A NORTH London school has solved its teacher-shortage problem by recruiting 12 graduate trainees from Africa, Asia and Europe.

White Hart Lane secondary in Wood Green will resemble a United Nations outpost when it reopens in September with an international line-up of staff, including a former member of the French Olympic bobsleigh team.

Pupils at the school speak a total of 60 languages and headteacher David Daniels felt teachers should have a multilingual and multicultural profile to match.

Mr Daniels has taken on the extra teachers as part of the Graduate Teacher Programme which pays staff pound;13,000 to learn on the job. The school receives government grants to cover salaries and training for which the school is responsible.

It is unusual to have such a high number of trainees in a school. Schools generally have one or two.

Mr Daniels said: “We were having trouble recruiting teachers and we thought one way to solve the situation would be to take on people as part of the Graduate Teacher Programme.

“We have almost turned ourselves into a training institution. Some have been teachers in their own countries and some have worked in industry.

“We are very pleased and although we will have to give extra training and support, we have found some excellent people. Our staffroom will be a very interesting place in the new school year.”
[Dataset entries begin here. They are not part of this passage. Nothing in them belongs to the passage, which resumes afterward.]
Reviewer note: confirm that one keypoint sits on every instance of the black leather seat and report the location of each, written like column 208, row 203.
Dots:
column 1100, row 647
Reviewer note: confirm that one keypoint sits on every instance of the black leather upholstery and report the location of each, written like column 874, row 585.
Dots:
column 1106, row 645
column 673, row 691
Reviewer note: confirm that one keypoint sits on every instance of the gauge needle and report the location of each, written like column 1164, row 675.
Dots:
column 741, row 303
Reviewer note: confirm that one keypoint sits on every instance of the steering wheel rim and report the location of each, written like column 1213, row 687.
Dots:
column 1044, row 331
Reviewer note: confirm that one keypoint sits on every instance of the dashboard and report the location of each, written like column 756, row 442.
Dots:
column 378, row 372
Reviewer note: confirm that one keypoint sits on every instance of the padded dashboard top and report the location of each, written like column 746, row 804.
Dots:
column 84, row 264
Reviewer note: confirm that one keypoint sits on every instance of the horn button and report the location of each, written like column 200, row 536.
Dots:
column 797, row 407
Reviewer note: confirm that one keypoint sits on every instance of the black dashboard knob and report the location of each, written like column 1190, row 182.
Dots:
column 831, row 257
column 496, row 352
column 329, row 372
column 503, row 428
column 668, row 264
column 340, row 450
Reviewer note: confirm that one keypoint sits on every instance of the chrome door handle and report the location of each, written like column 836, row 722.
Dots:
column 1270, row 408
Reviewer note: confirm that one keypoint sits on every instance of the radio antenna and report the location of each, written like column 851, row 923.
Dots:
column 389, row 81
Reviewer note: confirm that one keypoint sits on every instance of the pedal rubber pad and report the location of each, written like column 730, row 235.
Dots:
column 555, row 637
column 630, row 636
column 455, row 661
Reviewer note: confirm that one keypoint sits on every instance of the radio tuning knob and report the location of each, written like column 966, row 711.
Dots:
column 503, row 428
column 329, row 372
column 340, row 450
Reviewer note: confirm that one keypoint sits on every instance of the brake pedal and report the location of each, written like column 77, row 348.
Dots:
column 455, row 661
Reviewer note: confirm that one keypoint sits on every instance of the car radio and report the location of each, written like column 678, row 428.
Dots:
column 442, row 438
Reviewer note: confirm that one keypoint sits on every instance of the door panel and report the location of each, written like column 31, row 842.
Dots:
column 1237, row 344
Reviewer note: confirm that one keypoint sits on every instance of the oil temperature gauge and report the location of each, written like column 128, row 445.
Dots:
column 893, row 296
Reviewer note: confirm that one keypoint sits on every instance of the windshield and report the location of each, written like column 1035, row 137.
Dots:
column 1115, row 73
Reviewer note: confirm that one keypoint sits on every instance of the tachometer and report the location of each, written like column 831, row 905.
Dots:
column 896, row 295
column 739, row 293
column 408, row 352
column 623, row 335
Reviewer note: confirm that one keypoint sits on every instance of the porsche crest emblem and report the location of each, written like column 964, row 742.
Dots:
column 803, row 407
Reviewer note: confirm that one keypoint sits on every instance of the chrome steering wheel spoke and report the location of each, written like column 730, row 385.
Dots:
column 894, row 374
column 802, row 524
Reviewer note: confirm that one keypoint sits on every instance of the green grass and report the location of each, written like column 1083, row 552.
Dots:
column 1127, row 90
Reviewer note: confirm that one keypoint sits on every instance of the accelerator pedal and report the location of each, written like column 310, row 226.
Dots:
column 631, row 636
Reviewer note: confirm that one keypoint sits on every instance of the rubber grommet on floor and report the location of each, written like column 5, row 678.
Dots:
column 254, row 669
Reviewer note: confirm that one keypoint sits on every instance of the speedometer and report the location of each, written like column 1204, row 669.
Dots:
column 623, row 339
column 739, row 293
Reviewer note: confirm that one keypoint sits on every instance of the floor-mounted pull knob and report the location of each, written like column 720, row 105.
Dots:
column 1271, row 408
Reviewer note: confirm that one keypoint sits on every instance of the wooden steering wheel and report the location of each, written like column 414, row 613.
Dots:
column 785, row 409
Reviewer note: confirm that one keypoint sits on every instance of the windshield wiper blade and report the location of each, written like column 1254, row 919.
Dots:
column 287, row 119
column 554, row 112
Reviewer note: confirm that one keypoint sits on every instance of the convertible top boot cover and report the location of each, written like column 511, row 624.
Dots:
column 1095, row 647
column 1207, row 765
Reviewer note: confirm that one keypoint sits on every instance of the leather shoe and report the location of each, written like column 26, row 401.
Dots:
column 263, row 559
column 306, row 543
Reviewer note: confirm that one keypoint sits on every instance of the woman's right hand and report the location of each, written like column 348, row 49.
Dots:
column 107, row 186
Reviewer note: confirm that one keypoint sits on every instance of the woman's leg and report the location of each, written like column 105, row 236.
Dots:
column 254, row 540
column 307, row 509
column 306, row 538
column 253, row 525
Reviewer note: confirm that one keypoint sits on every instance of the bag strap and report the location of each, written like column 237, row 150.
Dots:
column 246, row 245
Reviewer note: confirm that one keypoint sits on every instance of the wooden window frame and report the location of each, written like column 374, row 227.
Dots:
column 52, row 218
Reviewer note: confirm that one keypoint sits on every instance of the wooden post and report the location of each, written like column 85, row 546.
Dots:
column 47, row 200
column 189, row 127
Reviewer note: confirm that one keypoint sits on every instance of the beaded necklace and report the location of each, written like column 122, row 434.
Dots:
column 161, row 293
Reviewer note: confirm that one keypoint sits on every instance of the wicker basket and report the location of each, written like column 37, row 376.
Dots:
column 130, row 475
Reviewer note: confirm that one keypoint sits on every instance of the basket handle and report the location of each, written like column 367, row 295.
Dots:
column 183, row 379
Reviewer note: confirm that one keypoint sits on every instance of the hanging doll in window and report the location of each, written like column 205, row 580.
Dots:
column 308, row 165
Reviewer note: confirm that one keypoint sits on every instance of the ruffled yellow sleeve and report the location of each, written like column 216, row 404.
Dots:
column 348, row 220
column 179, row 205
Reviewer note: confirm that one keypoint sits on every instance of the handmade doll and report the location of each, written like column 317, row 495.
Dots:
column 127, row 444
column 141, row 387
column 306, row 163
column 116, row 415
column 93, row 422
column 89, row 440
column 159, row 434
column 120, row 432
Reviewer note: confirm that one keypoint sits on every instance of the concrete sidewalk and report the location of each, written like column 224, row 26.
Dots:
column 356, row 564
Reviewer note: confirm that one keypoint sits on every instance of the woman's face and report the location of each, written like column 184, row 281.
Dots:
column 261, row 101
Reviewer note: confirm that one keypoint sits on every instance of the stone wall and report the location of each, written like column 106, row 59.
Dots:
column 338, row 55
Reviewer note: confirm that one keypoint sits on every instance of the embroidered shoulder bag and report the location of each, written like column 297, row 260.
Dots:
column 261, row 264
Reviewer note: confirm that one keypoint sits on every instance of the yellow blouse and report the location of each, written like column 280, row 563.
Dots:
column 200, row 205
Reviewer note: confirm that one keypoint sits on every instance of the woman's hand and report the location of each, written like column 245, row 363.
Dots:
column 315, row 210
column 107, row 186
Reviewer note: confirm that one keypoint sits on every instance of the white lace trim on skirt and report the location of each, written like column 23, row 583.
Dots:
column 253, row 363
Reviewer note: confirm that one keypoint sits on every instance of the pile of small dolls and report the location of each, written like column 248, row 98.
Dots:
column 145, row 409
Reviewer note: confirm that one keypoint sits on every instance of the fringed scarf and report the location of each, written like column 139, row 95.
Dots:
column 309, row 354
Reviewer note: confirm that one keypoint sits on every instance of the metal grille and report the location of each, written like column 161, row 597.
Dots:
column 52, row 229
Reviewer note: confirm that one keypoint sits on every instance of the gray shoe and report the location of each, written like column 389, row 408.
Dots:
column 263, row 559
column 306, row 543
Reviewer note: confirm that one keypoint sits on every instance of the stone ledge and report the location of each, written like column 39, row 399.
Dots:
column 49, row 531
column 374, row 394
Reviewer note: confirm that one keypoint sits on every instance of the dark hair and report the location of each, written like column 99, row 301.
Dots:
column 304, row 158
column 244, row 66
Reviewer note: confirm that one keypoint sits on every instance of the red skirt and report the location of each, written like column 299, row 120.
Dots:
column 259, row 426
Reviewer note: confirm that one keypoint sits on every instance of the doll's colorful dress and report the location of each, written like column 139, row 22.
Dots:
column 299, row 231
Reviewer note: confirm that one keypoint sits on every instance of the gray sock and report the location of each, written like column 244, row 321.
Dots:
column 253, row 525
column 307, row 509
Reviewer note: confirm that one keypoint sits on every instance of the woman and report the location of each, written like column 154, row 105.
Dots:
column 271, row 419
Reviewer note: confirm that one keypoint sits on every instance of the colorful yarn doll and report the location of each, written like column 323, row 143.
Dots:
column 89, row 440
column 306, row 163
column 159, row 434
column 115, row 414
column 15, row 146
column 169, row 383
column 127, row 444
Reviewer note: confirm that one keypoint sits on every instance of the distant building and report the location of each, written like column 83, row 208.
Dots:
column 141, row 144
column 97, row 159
The teachers come from India, Ghana, Zimbabwe, Turkey, Sri Lanka, Sierra Leone, France and Britain. In January, an Albanian woman who is a government inspector of English in her own country will join the teaching staff.

Mr Daniels said he recruited some of the trainees “through personal contacts and networking”. Others had wirtten to him directly on the off-chance he might want graduates and he also placed adverts in The TES.

The need for staff was urgent, he said. “The school has been through a major reshuffle after a critical inspection by OFSTED so we knew there would be a significant number of vacancies in September. It would have been upwards of 20 and we have 87 staff so it would have been a large proportion.”

Children at the school will be taught sport by a man who competed in the Olympics as part of the French bobsleigh team. Jean-Pierre Macabee is of West Indian origin and represented France in the 1998 Olympics, with his team coming third. He has been teaching PE in France for the past two years.

He said: “It will be quite a challenge for me teaching here but it will be similar to being in a bobsleigh team where you rely on team spirit. The PE department at the school is very good and very supportive.”

Esther Abredu, 30, is from Ghana and will teach science. She taught chemistry in her own country for three years and said: “I wanted to know what it was like to teach in Britain. I am looking forward to teaching in White Hart Lane school because it is a mixed-race school. I think it will be quite a challenge.

“Children are very lucky here. In Ghana we only had three computers in the whole school.”

The trainees will be on an 80 per cent timetable and for at least one half-day a week, they will go and train at the North London Consortium which is made up of three universities in the surrounding area.Those who have taught before may be able to complete their training within three months. Other trainees are likely to take a year.

Mr Daniels said staff who will be working with graduates are very in favour of the idea. “They are very impressed with the quality we have got,” he said. “But they do realise it will be a strain on them as graduate trainees need a lot of supervision.”